Game Idea a Day – Week 7

puzzle_prison_earlyThis week I have spent fairly productively prototyping a simple Action Puzzle game playable in VR with Google Cardboard. This idea actually came from my Idea A Day project entry on 1/20. Here is an early screenshot I posted in the MSP GameDev Slack.

I just checked, and my entire game ideas journal (in google drive) is 49 pages of pretty densely packed text. The first few entries don’t have dates on ’em, but the first one that does have a date is from 2010-04-14. Since high school, I’ve always had a paper journal I keep on me almost always (in my backpack). I fill one up much less frequently than I used to, now that most everything is digital. Anyway, it’s worth noting that a full 20 pages of my journal are entries since starting this project. Here are summaries from this week:

2/11 – Deckbuilding meets autorunner. Essentially I was thinking more about the idea from 1/29 and also about generative dungeons and had the idea to combine them. So you would have a deck of dungeon crawling “areas”, and a character that does the crawling. The character would move forward one dungeon segment every turn, no matter what you play, so if there is an enemy there, but you haven’t played the right equipment for him, that might be the end of your run.

2/12 – Thinking about goals in puzzle games, came up with a Tetris variant where you have pre-filled spaces on the board and you have to surround them. In retrospect, this is kind of like a “garbage clear” mode, but where the goal is to surround all the garbage instead of clearing it.

2/13 – Another action puzzle game idea, this one like bubble bobble, but you can only shoot upward into one lane at a time. Either turn-based, where you shoot and move on to the next lane immediately, or on a timer, where you can shoot into one lane at a time, but move to the next lane after a set amount of time.
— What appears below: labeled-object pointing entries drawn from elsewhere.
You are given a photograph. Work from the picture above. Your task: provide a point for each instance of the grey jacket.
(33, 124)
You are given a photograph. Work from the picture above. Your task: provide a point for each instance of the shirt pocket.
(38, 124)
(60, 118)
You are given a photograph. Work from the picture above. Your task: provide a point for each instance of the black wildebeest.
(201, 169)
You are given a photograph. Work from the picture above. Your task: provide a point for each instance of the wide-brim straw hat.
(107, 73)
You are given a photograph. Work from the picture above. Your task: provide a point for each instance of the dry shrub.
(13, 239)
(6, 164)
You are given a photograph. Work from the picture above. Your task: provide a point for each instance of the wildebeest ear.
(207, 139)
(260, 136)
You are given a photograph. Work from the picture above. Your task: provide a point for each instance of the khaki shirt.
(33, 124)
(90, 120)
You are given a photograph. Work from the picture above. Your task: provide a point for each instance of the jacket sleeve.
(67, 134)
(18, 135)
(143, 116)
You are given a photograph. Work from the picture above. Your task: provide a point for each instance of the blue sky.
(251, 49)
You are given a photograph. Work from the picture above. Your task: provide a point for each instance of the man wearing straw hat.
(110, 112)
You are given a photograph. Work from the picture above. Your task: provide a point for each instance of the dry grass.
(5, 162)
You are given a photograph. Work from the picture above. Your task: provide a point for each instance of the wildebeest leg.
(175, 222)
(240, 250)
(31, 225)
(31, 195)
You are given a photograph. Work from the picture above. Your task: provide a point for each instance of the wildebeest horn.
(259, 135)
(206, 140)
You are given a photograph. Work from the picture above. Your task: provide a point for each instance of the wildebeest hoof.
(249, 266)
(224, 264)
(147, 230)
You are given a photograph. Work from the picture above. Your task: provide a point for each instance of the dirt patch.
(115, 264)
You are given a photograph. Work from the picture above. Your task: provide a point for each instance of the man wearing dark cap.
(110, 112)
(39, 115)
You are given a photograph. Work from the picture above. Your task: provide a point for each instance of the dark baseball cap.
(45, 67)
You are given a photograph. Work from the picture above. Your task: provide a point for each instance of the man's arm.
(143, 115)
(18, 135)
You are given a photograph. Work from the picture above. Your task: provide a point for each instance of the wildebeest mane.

2/14 – I’ve found there are definitely days where I think of a phrase or a game title, and then that becomes the brainstorm. I start exploring what it would look like. Sometimes, it’s just dumb, like this day’s phrase: “Hungry, hungry tetrominos”. I sort of sketched out a bunch of mechanics. About the only interesting thing that came from it was the idea of doing a square grid puzzle game, but rotated 45 degrees. That has potential.

2/15 – Obviously a lot of my ideas come from mashing up existing games and mechanics. For 2/15, I basically just started by listing out match-3 mechanics, trying to find a combination that hadn’t been done in some way before. (That I know about.) I ended up with a (quite short) list of powerups in match-3 games, (so actually two lists now that I think about it, but one was in bullet points, the other in a rambling paragraph), but not really anything original or useful.

2/16 – I hesitate to link this here, since I may not keep this up forever, but here’s that prototype I mentioned in last week’s post, one I’m calling Line Combine. To play it, you basically just click the arrows and that shoots a line into the game board. It’s definitely too easy (and random), as I have played it to about 200 or so points, with no sign of needing to stop. I’ll probably update that link if I work on it again. One thing that would be fairly easy would be to introduce more colors at some point, which would of course make it harder.

Anyway on 2/16 I had two entries: One was about ShipDeck mechanical changes needed to remove ammo and fuel cubes. (Don’t think I’ve mentioned ShipDeck on here before, but it’s a ship building deckbuilder that I’ve been working on for over two years now.) The second was how to use some of line combine’s mechanics in an isometric two-player platformer/battler game.

2/17 – A text adventure (with text parsing, like Zork) where you move around in (and explore) a world that is basically just colors and shapes. You have to figure out what’s going on (there is an abstract strategy game being played), then figure out what the rules of the game are (it shouldn’t be one that is already known), and then figure out how to play against an AI to “win” the game.

2/18 – I am so excited about this idea that I’m dying to begin prototyping. But I’m committing to getting the VR prototype playable before I start another one. Essentially, it’s an astronaut themed six degrees of freedom game, but played on a grid. So the grid spaces are subdivisions of a cube, and you can rotate the cube at any time to change the plane on which you are moving. I imagine the gameplay to be a mashup of Sokoban and Threes!, and I have quite a few specifics, but I think I want to keep them under wraps for now.